**Core Concept:** The concept being tested here is the location at which the permeability of potassium ions (K+) is highest compared to sodium ions (Na+) in the cell membrane. This is described by the ratio PK/PNa, where P denotes permeability.

**Why the Correct Answer is Right:** The correct answer is the **Hodgkin-Huxley model** of excitable cell membranes, particularly neurons and muscles. Developed by Sir Alan Hodgkin and Andrew Huxley in 1952, this model explains the generation and propagation of action potentials in these cells. The model is based on the Naval Research Laboratory (NRL) model but incorporates new concepts.

**Why Each Wrong Option is Incorrect:**

A. **Neglects the Hodgkin-Huxley model:** This option fails to address the key feature of the highest K+ permeability in relation to Na+ permeability, as explained by the Hodgkin-Huxley model.

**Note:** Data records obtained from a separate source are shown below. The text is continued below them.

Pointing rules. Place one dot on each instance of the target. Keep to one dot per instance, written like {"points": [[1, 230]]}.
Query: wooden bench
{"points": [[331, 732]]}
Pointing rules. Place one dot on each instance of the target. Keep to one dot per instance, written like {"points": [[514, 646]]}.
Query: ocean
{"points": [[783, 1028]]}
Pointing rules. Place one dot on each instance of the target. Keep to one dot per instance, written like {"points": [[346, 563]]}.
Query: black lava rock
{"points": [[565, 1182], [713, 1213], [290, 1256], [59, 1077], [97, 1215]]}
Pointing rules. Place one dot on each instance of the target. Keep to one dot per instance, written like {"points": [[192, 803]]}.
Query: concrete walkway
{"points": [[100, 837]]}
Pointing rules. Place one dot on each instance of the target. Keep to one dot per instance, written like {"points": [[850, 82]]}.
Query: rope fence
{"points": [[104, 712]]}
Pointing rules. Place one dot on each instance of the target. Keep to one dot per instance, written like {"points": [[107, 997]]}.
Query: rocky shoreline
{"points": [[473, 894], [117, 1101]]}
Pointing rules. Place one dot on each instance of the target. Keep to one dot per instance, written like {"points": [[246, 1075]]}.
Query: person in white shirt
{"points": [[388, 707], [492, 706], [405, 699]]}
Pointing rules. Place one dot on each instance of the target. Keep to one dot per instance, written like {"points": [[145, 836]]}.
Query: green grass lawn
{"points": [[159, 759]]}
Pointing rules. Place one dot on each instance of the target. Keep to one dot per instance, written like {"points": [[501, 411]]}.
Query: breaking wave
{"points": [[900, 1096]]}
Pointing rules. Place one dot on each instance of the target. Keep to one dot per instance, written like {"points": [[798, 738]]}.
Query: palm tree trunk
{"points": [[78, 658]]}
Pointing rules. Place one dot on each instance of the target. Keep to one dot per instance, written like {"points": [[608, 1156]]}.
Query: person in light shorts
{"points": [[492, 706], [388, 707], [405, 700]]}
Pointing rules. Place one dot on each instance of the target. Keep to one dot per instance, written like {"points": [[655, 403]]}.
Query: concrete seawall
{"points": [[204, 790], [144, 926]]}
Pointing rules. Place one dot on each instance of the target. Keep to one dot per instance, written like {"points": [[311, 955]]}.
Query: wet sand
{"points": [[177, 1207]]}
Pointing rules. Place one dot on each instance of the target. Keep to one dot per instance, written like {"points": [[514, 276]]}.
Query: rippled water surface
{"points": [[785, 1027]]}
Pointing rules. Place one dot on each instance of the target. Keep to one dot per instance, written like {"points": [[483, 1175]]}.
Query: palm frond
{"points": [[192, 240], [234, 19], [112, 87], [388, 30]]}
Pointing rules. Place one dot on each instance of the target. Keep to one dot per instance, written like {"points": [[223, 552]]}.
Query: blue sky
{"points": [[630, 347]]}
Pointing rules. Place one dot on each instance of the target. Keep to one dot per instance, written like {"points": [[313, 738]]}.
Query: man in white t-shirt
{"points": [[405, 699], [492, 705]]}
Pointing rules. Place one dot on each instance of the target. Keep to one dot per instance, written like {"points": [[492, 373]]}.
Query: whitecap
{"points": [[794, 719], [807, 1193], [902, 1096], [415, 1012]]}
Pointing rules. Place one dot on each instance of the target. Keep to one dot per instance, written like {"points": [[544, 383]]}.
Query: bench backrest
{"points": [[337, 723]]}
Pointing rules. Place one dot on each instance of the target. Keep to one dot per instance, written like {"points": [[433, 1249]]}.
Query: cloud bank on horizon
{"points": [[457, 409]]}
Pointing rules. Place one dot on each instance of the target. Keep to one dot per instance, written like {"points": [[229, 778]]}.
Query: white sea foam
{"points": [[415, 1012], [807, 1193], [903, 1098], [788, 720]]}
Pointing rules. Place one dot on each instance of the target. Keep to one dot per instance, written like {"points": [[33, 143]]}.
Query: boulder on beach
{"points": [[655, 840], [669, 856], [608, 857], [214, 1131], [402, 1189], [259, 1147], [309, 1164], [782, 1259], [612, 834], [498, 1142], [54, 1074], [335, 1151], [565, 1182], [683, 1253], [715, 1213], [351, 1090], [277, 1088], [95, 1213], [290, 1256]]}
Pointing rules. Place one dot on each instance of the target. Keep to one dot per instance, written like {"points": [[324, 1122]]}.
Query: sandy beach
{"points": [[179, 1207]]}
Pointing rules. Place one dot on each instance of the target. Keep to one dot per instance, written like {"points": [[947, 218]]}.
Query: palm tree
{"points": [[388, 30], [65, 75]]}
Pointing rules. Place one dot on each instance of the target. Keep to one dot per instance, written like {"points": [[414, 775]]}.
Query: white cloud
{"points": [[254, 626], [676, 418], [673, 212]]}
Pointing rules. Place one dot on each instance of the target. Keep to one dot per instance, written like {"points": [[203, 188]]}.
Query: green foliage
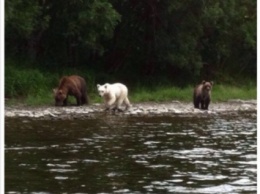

B. **Does not relate to the Hodgkin-Huxley model:** Similarly, this option disregards the significance of the Hodgkin-Huxley model in understanding potassium and sodium permeability.

C. **Does not specifically address neurons or muscle cells:** The correct answer is specific to neurons and muscle cells, where action potentials occur. Other cells, like epithelial cells, do not exhibit this high K+ permeability.

D. **Does not mention the Hodgkin-Huxley model:** As with option B, this answer fails to acknowledge the Hodgkin-Huxley model and its significance in explaining potassium and sodium permeability in excitable cells.

**Clinical Pearl:** The Hodgkin-Huxley model is crucial for understanding the generation and propagation of action potentials in excitable cells like neurons and muscles. It gives insight into the selective permeability of these cells to potassium and sodium ions, which is essential for maintaining the resting membrane potential and generating action potentials.

**Correct Answer:** **D.** The highest ratio of PK/PNa is found at the **resting membrane potential** in neurons and muscle cells. This is due to the **Hodgkin-Huxley model**, which explains the generation and propagation of action potentials in these cells. The model demonstrates the selective permeability of these cells to potassium and sodium ions, crucial for maintaining resting membrane potential and generating action potentials.